8. Never use DELETE, UPDATE, INSERT, DROP, or ALTER statements



Examples:

"""

    for ex in examples:

        prompt += f"\nQ: {ex['question']}\nSQL: {ex['query']}\n"



    prompt += f"\nQ: {question}\nSQL:"

    return prompt

    Query Validation


    Before executing generated SQL, validate it:


    
def validate_sql(query, allowed_tables):

    errors = []



    # Safety check: no mutations

    forbidden_keywords = ["DELETE", "UPDATE", "INSERT", "DROP", "ALTER", "TRUNCATE", "CREATE"]

    for keyword in forbidden_keywords:

        if keyword in query.upper():

            errors.append(f"Forbidden operation: {keyword}")



    # Check table references

    parsed = sqlparse.parse(query)[0]

    used_tables = extract_tables(parsed)

    for table in used_tables:

        if table not in allowed_tables:

            errors.append(f"Unauthorized table: {table}")



    # Syntax validation

    try:

        conn = get_dummy_connection(dialect)

        conn.execute(f"EXPLAIN {query}")

    except Exception as e:

        errors.append(f"SQL syntax error: {str(e)}")



    return errors

    Advanced Techniques


    Self-Correction Loop


    When the generated SQL fails or returns empty results, the system can self-correct:


    
def nl2sql_with_correction(question, schema, max_attempts=3):

    for attempt in range(max_attempts):

        query = generate_sql(question, schema)

        errors = validate_sql(query)



        if not errors:

            try:

                results = execute_sql(query)

                if results:

                    return format_results(question, query, results)

                else:

                    feedback = "The query returned no results. Try a broader search."

            except Exception as e:

                feedback = f"Execution error: {str(e)}"

        else:

            feedback = f"Validation errors: {', '.join(errors)}"



        question = f"Original question: {question}\nPrevious attempt failed: {feedback}\nPlease fix the SQL query."

    Schema Linking


    For large schemas with many tables, first identify relevant tables before generating SQL:


    
def identify_relevant_tables(question, all_tables, table_descriptions):

    prompt = f"""

    Question: {question}

    Available tables with descriptions:

    {table_descriptions}



    List only the tables needed to answer this question, comma-separated:

    """

    response = call_llm(prompt)

    return [t.strip() for t in response.split(",")]

    This dramatically reduces context size and improves accuracy on large databases.


    Production Deployment


    **Security**: Always use a read-only database user, set statement timeouts, and implement rate limiting per user.

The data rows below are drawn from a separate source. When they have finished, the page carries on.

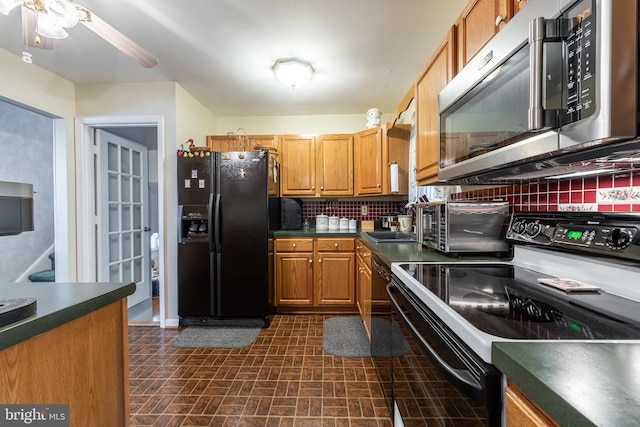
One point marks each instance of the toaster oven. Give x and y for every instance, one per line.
x=463, y=226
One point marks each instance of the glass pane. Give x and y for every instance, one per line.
x=136, y=163
x=126, y=189
x=492, y=115
x=136, y=190
x=126, y=245
x=114, y=273
x=114, y=192
x=137, y=217
x=126, y=160
x=137, y=270
x=114, y=218
x=126, y=217
x=137, y=243
x=127, y=274
x=114, y=248
x=112, y=158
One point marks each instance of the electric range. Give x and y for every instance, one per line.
x=594, y=258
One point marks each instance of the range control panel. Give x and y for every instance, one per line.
x=607, y=234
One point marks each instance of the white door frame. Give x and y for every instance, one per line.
x=85, y=193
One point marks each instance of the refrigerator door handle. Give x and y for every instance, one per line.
x=216, y=225
x=212, y=230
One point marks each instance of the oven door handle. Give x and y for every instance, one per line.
x=463, y=377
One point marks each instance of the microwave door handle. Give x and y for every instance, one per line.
x=536, y=73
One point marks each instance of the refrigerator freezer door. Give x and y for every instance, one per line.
x=194, y=291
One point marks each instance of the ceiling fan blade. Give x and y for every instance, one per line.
x=119, y=40
x=29, y=35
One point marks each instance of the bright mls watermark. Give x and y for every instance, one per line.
x=34, y=415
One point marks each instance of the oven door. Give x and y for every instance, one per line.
x=436, y=377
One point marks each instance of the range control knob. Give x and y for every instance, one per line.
x=619, y=239
x=532, y=229
x=518, y=227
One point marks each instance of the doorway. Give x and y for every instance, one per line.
x=95, y=261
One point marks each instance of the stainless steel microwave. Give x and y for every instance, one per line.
x=557, y=89
x=463, y=226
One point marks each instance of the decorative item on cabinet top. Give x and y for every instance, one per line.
x=240, y=141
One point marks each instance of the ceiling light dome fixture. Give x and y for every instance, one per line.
x=293, y=72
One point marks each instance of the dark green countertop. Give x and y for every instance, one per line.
x=388, y=252
x=576, y=384
x=57, y=303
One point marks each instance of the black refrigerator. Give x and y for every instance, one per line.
x=228, y=209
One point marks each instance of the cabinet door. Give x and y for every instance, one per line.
x=297, y=165
x=294, y=279
x=334, y=165
x=335, y=279
x=368, y=162
x=477, y=24
x=438, y=72
x=517, y=5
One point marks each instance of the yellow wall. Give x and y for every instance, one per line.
x=277, y=125
x=193, y=120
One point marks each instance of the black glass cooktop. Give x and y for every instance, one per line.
x=508, y=301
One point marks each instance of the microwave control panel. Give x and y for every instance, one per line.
x=616, y=235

    **Caching**: Cache common NL2SQL conversions to reduce LLM costs, but invalidate when schema changes.


    **Monitoring**: Log all generated queries and user feedback. Track query success rate, execution time, and correction frequency.

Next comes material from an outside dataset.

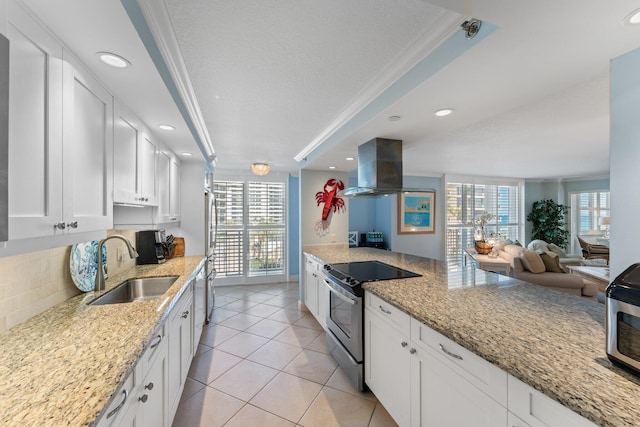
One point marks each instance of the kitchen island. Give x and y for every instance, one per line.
x=550, y=341
x=62, y=366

    **User experience**: Show the generated SQL to users (with a "view query" option), and allow them to provide feedback on results.


    Conclusion


    Natural language to SQL with LLMs is production-ready for analytical queries. The key success factors are high-quality schema context, relevant few-shot examples, robust query validation, and a self-correction loop. Start with a limited set of tables, measure query accuracy, and expand as you gain confidence. This technology is transforming data access, making self-serve analytics a reality for non-technical team members.